On the German front the document doesn't mince its words:

With broadly stable prices over the past six months, the German economy faces substantial demand driven drag to growth. Credit growth, production, and incomes weakened considerably during 2001 and 2002, and the labor market has been coming under pressure. House prices have been falling; equity markets have adjusted more than in the other advanced economies (Charts 12a and 12b); and corporate balance sheet adjustments still have some way to go. Furthermore, banks and insurance companies are, by their own admission, undergoing the most challenging period since World War II. Thus the near-term outlook for a recovery in investment remains more clouded than in the other advanced economies. The Phillips curve analysis for Germany suggests that for mild deflation to take hold, the output gap would need to rise 1 to 2 percentage points. At the same time, the unemployment gap would have to increase by 2 percentage points. For persistent deflation, the output and employment gaps would have to increase by 2½ to 3½ percentage points. The staff’s central projection sees a widening of the output gap on the order of 1 percentage point this year because real GDP growth would remain around ½ percent. However, the unemployment rate would increase relatively modestly.

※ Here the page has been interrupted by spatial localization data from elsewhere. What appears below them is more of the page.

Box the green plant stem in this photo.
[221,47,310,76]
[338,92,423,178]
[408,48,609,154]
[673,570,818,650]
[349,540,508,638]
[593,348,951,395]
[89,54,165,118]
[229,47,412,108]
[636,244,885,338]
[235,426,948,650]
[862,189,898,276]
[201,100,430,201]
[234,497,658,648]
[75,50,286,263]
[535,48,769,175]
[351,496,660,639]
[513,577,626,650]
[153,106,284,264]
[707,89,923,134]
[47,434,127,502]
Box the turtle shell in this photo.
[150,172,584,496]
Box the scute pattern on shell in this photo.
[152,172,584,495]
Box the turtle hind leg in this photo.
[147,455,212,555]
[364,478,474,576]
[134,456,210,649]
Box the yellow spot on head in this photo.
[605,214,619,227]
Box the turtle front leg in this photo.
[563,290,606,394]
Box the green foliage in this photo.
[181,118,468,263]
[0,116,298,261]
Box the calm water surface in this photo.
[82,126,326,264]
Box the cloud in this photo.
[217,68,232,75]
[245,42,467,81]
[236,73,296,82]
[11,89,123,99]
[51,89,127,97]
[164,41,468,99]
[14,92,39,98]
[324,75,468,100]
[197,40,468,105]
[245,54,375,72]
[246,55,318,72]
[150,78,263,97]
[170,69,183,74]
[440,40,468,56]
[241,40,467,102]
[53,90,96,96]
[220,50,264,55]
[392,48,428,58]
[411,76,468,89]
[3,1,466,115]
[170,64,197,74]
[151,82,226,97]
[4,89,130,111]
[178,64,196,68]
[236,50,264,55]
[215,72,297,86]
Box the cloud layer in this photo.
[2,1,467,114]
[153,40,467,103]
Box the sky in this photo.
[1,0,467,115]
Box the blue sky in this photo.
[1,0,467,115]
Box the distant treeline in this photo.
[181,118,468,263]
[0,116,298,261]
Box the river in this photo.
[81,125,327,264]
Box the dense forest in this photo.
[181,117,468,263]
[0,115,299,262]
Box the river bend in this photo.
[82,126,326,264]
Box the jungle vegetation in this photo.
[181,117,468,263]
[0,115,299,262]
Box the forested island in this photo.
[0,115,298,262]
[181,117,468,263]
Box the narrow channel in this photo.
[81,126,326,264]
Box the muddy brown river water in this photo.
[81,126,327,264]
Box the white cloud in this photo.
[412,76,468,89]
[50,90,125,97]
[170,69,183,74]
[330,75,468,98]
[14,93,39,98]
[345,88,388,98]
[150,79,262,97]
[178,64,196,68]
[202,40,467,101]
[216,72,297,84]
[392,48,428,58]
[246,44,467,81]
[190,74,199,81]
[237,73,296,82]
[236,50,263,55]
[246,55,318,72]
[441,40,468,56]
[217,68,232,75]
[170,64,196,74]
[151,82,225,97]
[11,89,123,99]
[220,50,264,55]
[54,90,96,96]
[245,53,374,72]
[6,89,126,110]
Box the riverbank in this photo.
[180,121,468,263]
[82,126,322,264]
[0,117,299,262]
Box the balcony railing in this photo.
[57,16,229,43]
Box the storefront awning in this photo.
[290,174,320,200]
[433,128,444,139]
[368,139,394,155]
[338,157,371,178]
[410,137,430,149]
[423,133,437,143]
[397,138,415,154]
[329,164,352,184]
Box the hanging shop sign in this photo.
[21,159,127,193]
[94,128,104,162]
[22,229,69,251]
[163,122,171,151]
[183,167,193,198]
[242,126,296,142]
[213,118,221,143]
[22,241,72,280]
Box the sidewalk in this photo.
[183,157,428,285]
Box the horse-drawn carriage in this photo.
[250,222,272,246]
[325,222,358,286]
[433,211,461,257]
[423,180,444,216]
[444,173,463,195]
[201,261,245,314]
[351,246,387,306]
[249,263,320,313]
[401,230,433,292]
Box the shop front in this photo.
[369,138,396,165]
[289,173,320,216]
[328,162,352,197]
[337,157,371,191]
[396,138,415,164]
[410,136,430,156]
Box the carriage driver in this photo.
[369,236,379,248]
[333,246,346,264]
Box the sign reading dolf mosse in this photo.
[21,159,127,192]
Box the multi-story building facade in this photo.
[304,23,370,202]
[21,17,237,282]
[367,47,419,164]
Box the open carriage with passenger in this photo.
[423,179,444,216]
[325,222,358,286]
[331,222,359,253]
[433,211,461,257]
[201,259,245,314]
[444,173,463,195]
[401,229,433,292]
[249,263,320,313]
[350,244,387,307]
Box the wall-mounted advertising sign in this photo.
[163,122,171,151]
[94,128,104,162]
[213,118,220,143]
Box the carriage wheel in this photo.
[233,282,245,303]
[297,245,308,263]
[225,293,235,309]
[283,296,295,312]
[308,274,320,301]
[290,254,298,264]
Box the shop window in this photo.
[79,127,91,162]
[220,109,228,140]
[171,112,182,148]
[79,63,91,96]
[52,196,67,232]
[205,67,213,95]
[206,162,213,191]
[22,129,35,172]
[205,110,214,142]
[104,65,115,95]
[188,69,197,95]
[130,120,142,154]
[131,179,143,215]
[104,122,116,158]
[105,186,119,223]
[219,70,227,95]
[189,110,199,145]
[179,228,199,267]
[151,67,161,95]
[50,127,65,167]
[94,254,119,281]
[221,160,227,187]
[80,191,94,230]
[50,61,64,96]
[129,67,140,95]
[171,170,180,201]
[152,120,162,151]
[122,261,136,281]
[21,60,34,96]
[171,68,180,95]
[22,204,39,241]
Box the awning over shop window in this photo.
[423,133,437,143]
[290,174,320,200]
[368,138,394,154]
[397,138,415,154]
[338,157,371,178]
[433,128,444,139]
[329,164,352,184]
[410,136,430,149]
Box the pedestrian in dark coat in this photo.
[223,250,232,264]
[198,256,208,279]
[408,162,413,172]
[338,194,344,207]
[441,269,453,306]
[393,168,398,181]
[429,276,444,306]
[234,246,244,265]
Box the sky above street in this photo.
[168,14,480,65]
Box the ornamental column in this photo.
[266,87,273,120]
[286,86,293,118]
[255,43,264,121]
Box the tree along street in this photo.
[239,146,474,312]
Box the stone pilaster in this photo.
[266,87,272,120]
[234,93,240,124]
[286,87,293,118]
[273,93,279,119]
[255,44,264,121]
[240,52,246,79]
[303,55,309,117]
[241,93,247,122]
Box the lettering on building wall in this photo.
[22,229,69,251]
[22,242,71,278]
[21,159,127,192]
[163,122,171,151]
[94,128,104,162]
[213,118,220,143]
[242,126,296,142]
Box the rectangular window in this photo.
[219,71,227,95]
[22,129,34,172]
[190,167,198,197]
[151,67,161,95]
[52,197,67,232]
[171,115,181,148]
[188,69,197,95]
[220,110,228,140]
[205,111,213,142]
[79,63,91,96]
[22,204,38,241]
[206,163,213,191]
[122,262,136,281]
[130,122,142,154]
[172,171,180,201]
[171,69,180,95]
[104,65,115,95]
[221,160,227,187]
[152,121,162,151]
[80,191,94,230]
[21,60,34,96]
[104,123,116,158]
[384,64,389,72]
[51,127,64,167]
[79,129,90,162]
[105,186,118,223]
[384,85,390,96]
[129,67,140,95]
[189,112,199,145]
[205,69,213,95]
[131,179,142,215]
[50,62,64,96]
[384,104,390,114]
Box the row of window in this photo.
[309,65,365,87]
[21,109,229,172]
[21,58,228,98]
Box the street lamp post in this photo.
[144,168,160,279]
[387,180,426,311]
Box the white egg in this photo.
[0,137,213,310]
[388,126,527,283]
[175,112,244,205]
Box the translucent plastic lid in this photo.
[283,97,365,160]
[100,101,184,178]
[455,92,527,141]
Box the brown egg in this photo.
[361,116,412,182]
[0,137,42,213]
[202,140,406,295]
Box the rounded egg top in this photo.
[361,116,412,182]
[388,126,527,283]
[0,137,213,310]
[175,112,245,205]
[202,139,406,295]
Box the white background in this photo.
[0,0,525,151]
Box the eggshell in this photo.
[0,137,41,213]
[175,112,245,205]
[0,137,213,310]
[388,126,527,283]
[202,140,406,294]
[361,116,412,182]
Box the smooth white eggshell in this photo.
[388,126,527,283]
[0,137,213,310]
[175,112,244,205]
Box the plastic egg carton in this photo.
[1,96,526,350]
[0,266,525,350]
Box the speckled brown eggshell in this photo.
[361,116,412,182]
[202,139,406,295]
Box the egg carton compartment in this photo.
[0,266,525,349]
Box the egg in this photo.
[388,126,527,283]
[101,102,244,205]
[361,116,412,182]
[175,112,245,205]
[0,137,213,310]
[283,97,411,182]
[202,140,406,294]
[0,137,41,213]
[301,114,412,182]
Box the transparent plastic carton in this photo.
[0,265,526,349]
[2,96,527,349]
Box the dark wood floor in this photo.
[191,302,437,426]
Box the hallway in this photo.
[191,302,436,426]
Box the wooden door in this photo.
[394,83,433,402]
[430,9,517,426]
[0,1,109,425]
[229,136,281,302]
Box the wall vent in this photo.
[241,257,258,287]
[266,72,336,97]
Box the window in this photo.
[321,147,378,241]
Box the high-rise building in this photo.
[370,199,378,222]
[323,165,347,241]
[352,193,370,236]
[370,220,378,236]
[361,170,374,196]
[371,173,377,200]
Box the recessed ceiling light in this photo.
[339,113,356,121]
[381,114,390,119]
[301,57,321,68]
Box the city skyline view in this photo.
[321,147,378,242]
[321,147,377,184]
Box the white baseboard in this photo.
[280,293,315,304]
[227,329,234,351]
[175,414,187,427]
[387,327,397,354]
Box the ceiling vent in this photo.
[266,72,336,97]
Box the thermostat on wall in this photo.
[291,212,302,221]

Accordingly, the probability of mild deflation taking hold over the next year is considerable. Of course, as prices in Germany decline relative to its trading partners, particularly in the euro area, the improvement in its competitiveness will stimulate exports and investment. This may prevent expectations of falling prices from becoming entrenched. However, this mechanism is likely to operate only slowly, and can do little to remedy difficulties in financial intermediation that could develop rapidly in a deflationary environment. Unlike in other economies, the room for policy maneuver is constrained, if not absent altogether. Fiscal policy is set to become restrictive (cutting the cyclically adjusted deficit by ¾ percent of GDP this year)––in support of Germany’s commitments under the Maastricht Treaty. While monetary conditions have tightened given the euro appreciation, monetary policy may not ease significantly because of greater price pressures in Germany’s euro-area partners.